Athlete development is a tradition established way back when Tom Osborne was head coach, he adds. “In our walk-on program with football, we might not get our share of five-star athletes, but we’ll take three-star athletes and turn them into a five-star throughout their career at Nebraska because of our innovative ways to develop the student athlete.”
In 1969, Nebraska was the first university to hire a full-time strength coach, Boyd Eppley. “We set the standard with strength and conditioning,” Ingram says. A lot of the equipment in the strength complex since then, he explains, has been designed on campus and that continues today—some of which Ingram cannot speak about just yet.
When it comes to leading these large projects that ultimately impact the student athletes’ experience, Ingram includes a focus group of student athletes. In February 2020, the gymnastics team moved into its new 42,000-square-foot home, which has training rooms, locker rooms, large gym spaces, more equipment, a hydraulic system, and offices for both the men’s and women’s teams.
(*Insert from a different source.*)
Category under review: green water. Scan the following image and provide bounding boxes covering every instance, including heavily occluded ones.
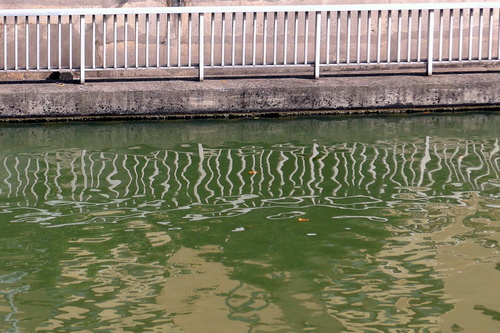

“When you see the faces of those kids, when they walk into that new facility, that’s the crowning moment,” Ingram says. “After the hours of planning and working with contractors and working through the issues, that makes it all worthwhile.”
Gather ‘Round the Table
In 2019, Nebraska saw $1 billion of damage after heavy rainfall and rapid snowmelt caused catastrophic flooding across the Missouri River Basin. As an amateur woodworker, John Ingram saw an opportunity to make dinner tables for flood victims after conversations over Easter dinner.
“As I was reflecting, I just came up with the idea,” Ingram explains. “I’ve got wood. I’ve got some talent. Maybe I can inspire other woodworkers, and we can make dining tables for flood victims.”
So he created the Reclaim, Rebuild, Restore Project to help flood-stricken families, partnering with Habitat for Humanity in Omaha and Nebraska Innovation Studio to not only make the tables but also deliver to families as they moved back into their homes.